Search for Chief Justice: Prof. Patricia Mbote put on the spot over her integrity
As the search for the next Chief Justice entered its second day on Tuesday, academician Prof. Patricia Kameri-Mbote found herself in unfamiliar territory as she was confronted with questions over her integrity.
Mbote, the first female professor in law, denied some of the allegations while defending herself against an accusation by Professor Migai Aketch that she took ownership of a concept paper they wrote together when she was serving as a dean at the University of Nairobi.
In response, Prof. Mbote told the Judicial Service Commission: “I did involve Prof.

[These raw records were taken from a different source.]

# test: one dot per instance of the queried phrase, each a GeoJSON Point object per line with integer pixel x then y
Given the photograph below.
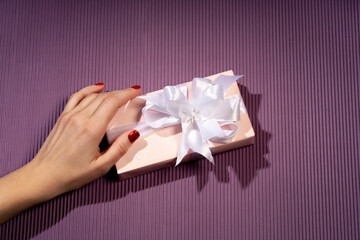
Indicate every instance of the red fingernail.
{"type": "Point", "coordinates": [133, 136]}
{"type": "Point", "coordinates": [136, 87]}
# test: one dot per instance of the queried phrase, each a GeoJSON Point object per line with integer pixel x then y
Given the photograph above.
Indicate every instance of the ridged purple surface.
{"type": "Point", "coordinates": [301, 61]}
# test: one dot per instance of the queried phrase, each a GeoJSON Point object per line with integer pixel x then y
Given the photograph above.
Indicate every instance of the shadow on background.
{"type": "Point", "coordinates": [245, 162]}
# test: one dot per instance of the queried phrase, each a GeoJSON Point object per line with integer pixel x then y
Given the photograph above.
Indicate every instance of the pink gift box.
{"type": "Point", "coordinates": [159, 149]}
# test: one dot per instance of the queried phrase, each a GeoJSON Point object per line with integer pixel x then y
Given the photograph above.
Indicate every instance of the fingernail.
{"type": "Point", "coordinates": [136, 87]}
{"type": "Point", "coordinates": [133, 136]}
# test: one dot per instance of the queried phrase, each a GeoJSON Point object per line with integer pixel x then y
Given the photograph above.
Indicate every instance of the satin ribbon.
{"type": "Point", "coordinates": [208, 117]}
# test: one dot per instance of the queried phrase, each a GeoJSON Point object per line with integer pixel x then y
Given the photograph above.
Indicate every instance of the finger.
{"type": "Point", "coordinates": [86, 101]}
{"type": "Point", "coordinates": [117, 149]}
{"type": "Point", "coordinates": [106, 109]}
{"type": "Point", "coordinates": [76, 98]}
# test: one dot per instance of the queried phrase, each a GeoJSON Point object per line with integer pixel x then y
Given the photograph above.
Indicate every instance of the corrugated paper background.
{"type": "Point", "coordinates": [300, 180]}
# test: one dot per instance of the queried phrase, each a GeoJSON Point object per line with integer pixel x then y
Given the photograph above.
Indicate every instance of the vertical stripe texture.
{"type": "Point", "coordinates": [301, 178]}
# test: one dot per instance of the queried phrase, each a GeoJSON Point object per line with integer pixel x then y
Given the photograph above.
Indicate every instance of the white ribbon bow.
{"type": "Point", "coordinates": [208, 117]}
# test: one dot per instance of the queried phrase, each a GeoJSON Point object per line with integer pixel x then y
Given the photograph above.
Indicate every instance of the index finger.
{"type": "Point", "coordinates": [111, 104]}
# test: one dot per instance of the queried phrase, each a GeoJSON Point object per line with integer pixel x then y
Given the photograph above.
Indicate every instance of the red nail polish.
{"type": "Point", "coordinates": [133, 136]}
{"type": "Point", "coordinates": [136, 87]}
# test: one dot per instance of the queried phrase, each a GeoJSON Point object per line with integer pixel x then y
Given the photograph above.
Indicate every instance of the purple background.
{"type": "Point", "coordinates": [301, 87]}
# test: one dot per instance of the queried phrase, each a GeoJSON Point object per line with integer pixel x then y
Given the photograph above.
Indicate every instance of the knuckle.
{"type": "Point", "coordinates": [75, 120]}
{"type": "Point", "coordinates": [63, 118]}
{"type": "Point", "coordinates": [89, 129]}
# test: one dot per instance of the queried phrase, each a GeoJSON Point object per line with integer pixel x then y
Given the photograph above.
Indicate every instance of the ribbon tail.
{"type": "Point", "coordinates": [183, 149]}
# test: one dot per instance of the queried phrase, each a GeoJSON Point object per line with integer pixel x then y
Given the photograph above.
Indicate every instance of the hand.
{"type": "Point", "coordinates": [70, 157]}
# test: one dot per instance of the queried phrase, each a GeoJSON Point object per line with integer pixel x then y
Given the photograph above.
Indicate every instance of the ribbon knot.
{"type": "Point", "coordinates": [208, 117]}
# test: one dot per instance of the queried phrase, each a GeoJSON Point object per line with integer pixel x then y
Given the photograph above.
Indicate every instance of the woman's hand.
{"type": "Point", "coordinates": [70, 157]}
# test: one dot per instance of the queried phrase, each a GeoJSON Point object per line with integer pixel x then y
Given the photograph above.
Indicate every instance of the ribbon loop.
{"type": "Point", "coordinates": [208, 117]}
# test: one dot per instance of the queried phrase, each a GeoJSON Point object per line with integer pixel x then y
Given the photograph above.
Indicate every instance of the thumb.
{"type": "Point", "coordinates": [117, 149]}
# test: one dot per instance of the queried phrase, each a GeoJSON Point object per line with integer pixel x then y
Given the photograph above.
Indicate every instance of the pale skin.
{"type": "Point", "coordinates": [70, 157]}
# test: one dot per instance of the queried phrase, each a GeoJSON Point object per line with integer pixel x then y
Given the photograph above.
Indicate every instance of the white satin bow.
{"type": "Point", "coordinates": [208, 117]}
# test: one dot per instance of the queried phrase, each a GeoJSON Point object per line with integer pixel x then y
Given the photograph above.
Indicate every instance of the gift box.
{"type": "Point", "coordinates": [177, 136]}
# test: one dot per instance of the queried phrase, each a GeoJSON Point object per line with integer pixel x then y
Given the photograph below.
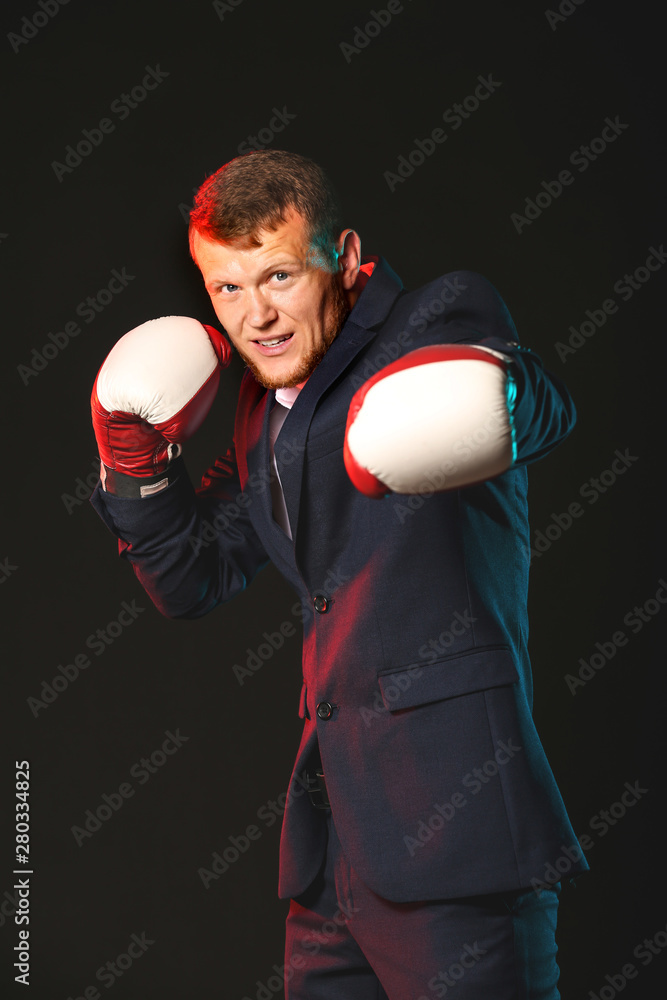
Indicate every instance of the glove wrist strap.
{"type": "Point", "coordinates": [119, 484]}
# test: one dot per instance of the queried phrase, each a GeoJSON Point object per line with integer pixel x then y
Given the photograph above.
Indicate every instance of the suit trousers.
{"type": "Point", "coordinates": [343, 940]}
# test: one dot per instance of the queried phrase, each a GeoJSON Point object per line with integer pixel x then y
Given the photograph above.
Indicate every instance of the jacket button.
{"type": "Point", "coordinates": [321, 604]}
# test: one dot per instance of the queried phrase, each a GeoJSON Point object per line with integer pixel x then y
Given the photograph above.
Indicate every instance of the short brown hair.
{"type": "Point", "coordinates": [254, 191]}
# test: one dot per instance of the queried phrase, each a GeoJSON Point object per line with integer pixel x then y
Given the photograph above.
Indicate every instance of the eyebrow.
{"type": "Point", "coordinates": [269, 269]}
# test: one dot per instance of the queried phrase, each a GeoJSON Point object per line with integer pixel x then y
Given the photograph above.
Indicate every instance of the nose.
{"type": "Point", "coordinates": [260, 311]}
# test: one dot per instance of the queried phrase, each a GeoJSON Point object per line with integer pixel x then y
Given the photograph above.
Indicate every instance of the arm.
{"type": "Point", "coordinates": [191, 550]}
{"type": "Point", "coordinates": [467, 408]}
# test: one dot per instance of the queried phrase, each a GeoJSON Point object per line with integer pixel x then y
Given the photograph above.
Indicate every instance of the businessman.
{"type": "Point", "coordinates": [379, 461]}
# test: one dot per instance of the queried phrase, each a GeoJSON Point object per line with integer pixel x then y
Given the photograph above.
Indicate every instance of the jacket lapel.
{"type": "Point", "coordinates": [371, 309]}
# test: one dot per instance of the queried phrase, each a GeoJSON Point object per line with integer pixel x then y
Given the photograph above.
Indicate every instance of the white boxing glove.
{"type": "Point", "coordinates": [437, 419]}
{"type": "Point", "coordinates": [152, 393]}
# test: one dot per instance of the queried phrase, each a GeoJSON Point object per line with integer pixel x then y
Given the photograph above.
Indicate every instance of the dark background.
{"type": "Point", "coordinates": [123, 206]}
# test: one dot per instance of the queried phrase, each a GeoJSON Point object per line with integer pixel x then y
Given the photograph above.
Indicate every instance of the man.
{"type": "Point", "coordinates": [379, 457]}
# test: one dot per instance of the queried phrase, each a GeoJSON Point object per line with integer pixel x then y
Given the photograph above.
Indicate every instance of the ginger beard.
{"type": "Point", "coordinates": [338, 313]}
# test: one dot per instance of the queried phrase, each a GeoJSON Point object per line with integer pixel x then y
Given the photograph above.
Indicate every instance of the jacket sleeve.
{"type": "Point", "coordinates": [543, 413]}
{"type": "Point", "coordinates": [190, 549]}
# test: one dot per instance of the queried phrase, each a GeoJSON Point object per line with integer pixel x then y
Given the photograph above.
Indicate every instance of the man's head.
{"type": "Point", "coordinates": [264, 231]}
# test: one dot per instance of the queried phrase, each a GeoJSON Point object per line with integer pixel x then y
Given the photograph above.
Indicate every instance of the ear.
{"type": "Point", "coordinates": [348, 250]}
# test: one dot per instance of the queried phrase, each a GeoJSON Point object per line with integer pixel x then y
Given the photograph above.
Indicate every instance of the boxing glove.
{"type": "Point", "coordinates": [437, 419]}
{"type": "Point", "coordinates": [152, 393]}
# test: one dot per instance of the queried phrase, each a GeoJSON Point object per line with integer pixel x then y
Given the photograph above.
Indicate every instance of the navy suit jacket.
{"type": "Point", "coordinates": [414, 611]}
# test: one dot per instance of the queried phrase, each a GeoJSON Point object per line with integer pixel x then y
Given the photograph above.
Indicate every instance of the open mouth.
{"type": "Point", "coordinates": [275, 345]}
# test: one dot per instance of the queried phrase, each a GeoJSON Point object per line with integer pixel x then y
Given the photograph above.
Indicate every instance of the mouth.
{"type": "Point", "coordinates": [274, 345]}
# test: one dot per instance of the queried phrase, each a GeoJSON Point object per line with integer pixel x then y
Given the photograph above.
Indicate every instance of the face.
{"type": "Point", "coordinates": [280, 311]}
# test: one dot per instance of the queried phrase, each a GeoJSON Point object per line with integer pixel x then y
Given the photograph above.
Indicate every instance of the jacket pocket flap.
{"type": "Point", "coordinates": [476, 670]}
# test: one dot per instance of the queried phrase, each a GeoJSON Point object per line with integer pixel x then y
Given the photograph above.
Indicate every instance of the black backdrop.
{"type": "Point", "coordinates": [219, 73]}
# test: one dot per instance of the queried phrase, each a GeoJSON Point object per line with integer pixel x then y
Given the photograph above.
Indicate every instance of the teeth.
{"type": "Point", "coordinates": [272, 343]}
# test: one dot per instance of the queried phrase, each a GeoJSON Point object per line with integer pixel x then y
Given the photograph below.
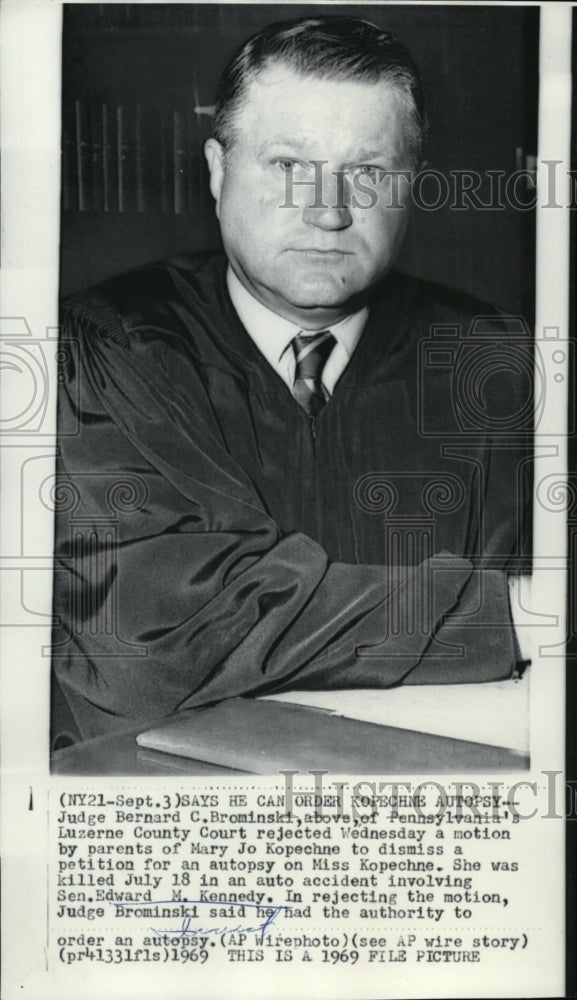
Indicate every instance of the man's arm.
{"type": "Point", "coordinates": [196, 576]}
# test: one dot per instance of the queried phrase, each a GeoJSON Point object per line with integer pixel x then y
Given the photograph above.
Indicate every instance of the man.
{"type": "Point", "coordinates": [261, 484]}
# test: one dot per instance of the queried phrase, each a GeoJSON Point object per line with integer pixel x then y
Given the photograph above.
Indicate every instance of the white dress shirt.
{"type": "Point", "coordinates": [273, 335]}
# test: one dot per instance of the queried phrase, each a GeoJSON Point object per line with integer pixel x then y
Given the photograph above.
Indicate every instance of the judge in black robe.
{"type": "Point", "coordinates": [212, 542]}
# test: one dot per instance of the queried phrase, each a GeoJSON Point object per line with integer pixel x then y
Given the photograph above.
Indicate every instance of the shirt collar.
{"type": "Point", "coordinates": [272, 334]}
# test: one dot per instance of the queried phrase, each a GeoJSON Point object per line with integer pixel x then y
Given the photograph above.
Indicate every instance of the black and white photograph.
{"type": "Point", "coordinates": [296, 400]}
{"type": "Point", "coordinates": [287, 353]}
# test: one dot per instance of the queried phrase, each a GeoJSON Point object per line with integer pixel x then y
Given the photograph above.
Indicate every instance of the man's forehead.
{"type": "Point", "coordinates": [281, 104]}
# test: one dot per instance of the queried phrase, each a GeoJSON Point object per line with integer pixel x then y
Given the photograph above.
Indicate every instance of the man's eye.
{"type": "Point", "coordinates": [286, 165]}
{"type": "Point", "coordinates": [367, 170]}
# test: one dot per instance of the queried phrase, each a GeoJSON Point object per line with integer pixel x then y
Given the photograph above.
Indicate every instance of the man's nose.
{"type": "Point", "coordinates": [330, 208]}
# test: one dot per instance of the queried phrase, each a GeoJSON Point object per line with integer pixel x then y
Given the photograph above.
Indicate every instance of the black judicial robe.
{"type": "Point", "coordinates": [211, 541]}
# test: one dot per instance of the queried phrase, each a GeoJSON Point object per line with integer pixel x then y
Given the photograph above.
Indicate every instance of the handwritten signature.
{"type": "Point", "coordinates": [186, 930]}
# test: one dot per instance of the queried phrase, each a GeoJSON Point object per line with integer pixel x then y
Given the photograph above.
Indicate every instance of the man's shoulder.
{"type": "Point", "coordinates": [148, 295]}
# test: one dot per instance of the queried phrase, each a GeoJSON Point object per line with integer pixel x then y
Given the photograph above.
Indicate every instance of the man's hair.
{"type": "Point", "coordinates": [328, 48]}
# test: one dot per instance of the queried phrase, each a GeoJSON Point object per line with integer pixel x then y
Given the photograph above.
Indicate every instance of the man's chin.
{"type": "Point", "coordinates": [322, 294]}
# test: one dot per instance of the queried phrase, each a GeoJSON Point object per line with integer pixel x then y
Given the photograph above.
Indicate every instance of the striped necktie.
{"type": "Point", "coordinates": [311, 353]}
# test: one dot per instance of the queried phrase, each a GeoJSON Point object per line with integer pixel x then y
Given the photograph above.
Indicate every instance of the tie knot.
{"type": "Point", "coordinates": [311, 353]}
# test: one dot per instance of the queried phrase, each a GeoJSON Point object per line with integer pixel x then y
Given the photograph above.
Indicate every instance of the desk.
{"type": "Point", "coordinates": [334, 744]}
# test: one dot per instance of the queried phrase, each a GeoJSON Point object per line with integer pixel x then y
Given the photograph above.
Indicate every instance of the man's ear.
{"type": "Point", "coordinates": [215, 158]}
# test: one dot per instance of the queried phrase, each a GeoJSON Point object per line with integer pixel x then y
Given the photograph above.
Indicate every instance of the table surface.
{"type": "Point", "coordinates": [377, 750]}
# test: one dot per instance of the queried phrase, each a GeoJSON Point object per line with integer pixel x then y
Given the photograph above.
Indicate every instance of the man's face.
{"type": "Point", "coordinates": [309, 251]}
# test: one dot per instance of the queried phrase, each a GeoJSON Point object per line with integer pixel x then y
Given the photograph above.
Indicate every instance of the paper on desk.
{"type": "Point", "coordinates": [496, 713]}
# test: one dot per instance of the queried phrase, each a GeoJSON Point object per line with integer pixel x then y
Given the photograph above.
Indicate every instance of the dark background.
{"type": "Point", "coordinates": [134, 182]}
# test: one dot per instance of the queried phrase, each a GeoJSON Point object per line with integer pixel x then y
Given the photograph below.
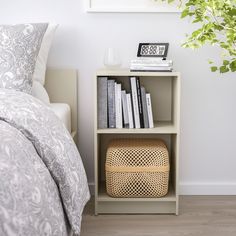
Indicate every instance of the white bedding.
{"type": "Point", "coordinates": [63, 111]}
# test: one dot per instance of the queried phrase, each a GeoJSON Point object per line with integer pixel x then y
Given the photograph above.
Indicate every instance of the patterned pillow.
{"type": "Point", "coordinates": [19, 47]}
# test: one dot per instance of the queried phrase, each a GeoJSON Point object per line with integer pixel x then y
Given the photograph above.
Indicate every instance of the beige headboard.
{"type": "Point", "coordinates": [61, 85]}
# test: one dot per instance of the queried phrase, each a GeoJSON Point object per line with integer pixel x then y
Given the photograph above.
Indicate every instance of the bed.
{"type": "Point", "coordinates": [43, 187]}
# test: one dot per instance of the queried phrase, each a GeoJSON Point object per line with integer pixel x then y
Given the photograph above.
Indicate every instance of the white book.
{"type": "Point", "coordinates": [124, 109]}
{"type": "Point", "coordinates": [149, 109]}
{"type": "Point", "coordinates": [118, 106]}
{"type": "Point", "coordinates": [130, 111]}
{"type": "Point", "coordinates": [134, 93]}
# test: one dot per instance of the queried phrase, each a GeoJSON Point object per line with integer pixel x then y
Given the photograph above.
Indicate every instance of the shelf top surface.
{"type": "Point", "coordinates": [127, 72]}
{"type": "Point", "coordinates": [159, 128]}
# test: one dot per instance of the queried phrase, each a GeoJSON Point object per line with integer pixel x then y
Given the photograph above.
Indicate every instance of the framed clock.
{"type": "Point", "coordinates": [153, 49]}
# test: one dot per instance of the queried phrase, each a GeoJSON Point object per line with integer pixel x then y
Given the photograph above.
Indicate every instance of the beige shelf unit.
{"type": "Point", "coordinates": [164, 88]}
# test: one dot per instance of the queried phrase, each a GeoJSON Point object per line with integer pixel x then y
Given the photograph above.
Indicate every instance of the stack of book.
{"type": "Point", "coordinates": [151, 64]}
{"type": "Point", "coordinates": [118, 108]}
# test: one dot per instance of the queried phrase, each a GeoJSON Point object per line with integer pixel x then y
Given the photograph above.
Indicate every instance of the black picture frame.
{"type": "Point", "coordinates": [153, 49]}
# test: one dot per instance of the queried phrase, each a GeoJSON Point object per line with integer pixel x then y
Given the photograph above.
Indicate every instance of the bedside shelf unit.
{"type": "Point", "coordinates": [164, 88]}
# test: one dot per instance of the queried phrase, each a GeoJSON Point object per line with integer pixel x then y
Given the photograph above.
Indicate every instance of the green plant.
{"type": "Point", "coordinates": [217, 20]}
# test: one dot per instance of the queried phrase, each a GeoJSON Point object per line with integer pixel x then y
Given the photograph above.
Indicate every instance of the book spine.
{"type": "Point", "coordinates": [118, 106]}
{"type": "Point", "coordinates": [111, 104]}
{"type": "Point", "coordinates": [102, 103]}
{"type": "Point", "coordinates": [140, 107]}
{"type": "Point", "coordinates": [135, 102]}
{"type": "Point", "coordinates": [125, 109]}
{"type": "Point", "coordinates": [144, 103]}
{"type": "Point", "coordinates": [130, 111]}
{"type": "Point", "coordinates": [149, 109]}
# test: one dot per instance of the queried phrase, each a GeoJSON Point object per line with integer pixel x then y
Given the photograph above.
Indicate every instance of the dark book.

Migai and there was going to be an output to that work which was going to be a book co-edited by myself and him but since his name didn’t appear on the concept, he didn’t want to work on it, so we refunded the money for the book.”
The commission also sought a response on allegations that despite failing to attend the senior counsels committee meetings, she colluded with others to frustrate a candidate contesting for the Law Society of Kenya. This too she denied.
“It has surprised me to hear that I concluded because I had no interest in any candidate. My work was to actually to help the society,” she said.
Mbote, who boasts of a distinguished career in the academic world, also came under fire for failing to submit her spouse’s wealth declaration form, in her defense she insisted she did not have clear instructions on how to go about it.
The commission which is keen on settling on a nominee that has vast jurisprudential experience, aggressive and one who will be able to steer the judiciary further sought to know what Mbote would do to transform the third arm of government.
“I would be open to negotiating that can we have something in the Judicary Fund so that the Judiciary is able to execute its function,” said Prof. Mbote onfor instance the
Once a facilitator of the Building Bridges Initiative (BBI) process as part of the team that was sensitizing the public on its contents, Mbote was cornered over the controversial matter of the establishment of the office of the Ombudsman which many judicial officers have claimed was a ploy to interfere with its independence.
“I don’t think it has been elaborated but I would stand guided. So I will think more about it,” she said.
If she is successful, Mbote, who will be Kenya’s first female Chief Justice, told the commission: “I think leadership is not gendered but I also think men and women bring different values to leadership.”
On the strained relations between the Judiciary and the Executive that have been worsened by President Uhuru Kenyatta’s defiance to swear in 41 judges, Mbote said her negotiation skills will come in handy in resolving the matter.